The second part said discrimination on the grounds of gender reassignment is allowed on the basis of fair competition and the safety of competitors.

"We reached out to UK Athletics and offered to discuss the legal advice underpinning their statement," added the EHRC.

"We are disappointed that they have chosen to publicise their inaccurate advice and we would urge all organisations to consult our website which explains equality law and how it relates to these issues."

DSD athlete Caster Semenya is one athlete affected by the latest new World Athletics rules ©Getty Images
DSD athlete Caster Semenya is one athlete affected by the latest new World Athletics rules ©Getty Images

Others have expressed concerns that amendments to the Equality Act could set a precedent for regressing rights for transgender people.

"Athletics is an incredibly inclusive sport and we want it to be a welcoming environment for all to enjoy competing in," said UKA chair Ian Beattie.

"I cannot think of another sport that encompasses such a diverse community and it is something to be proud of. 

"At the same time, we also have a duty to ensure fairness in competition in the women's category.

"The statement we are issuing today demonstrates the challenge UKA and other sporting governing bodies are faced with at this time. 

"Therefore we are calling for a change in legislation that will provide clarity for all and ensure the women's category can be lawfully reserved for female at birth competitors.

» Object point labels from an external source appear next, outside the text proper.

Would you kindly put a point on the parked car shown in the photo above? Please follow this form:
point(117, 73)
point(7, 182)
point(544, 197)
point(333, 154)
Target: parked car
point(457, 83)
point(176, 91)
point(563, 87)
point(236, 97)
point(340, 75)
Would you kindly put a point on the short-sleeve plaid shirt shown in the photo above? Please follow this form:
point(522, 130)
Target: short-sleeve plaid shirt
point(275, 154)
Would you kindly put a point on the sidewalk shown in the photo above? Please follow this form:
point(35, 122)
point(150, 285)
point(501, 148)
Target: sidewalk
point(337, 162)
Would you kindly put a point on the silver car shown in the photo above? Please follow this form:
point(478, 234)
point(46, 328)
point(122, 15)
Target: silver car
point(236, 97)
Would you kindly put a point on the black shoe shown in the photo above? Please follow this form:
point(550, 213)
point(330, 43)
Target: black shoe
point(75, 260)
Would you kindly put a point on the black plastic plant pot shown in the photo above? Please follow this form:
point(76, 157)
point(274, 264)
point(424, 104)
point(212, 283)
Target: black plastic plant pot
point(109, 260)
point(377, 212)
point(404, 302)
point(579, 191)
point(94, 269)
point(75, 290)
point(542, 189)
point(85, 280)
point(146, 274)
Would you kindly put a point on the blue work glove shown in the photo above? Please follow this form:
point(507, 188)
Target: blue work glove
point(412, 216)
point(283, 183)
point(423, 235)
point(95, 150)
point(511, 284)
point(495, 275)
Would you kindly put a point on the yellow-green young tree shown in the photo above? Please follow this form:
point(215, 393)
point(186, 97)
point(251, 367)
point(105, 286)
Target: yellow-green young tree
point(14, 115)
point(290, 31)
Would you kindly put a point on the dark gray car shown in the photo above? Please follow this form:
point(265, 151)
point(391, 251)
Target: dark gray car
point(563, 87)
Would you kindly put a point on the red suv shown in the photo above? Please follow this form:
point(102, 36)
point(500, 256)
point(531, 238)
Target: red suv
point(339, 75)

"We would appeal to all those engaged in this discussion online to share their thoughts in a way that is respectful of the differing opinions and sensitive nature of the debate." 

Former British sprinter James Ellington had called national team team-mate Will Grimsey "a weasel", after the high jumper had called Ellington's tweets "vile" over the subject.

Recent legislation requests come weeks after the United Kingdom Government vetoed the Scottish Parliament's new gender recognition reform legislation, which would reduce the period from two years to three months that a transgender person needs to live as their recognised gender before applying for a gender recognition certificate.

It was the first incident of the UK Government invoking Section 35 of the 1998 Scotland Act.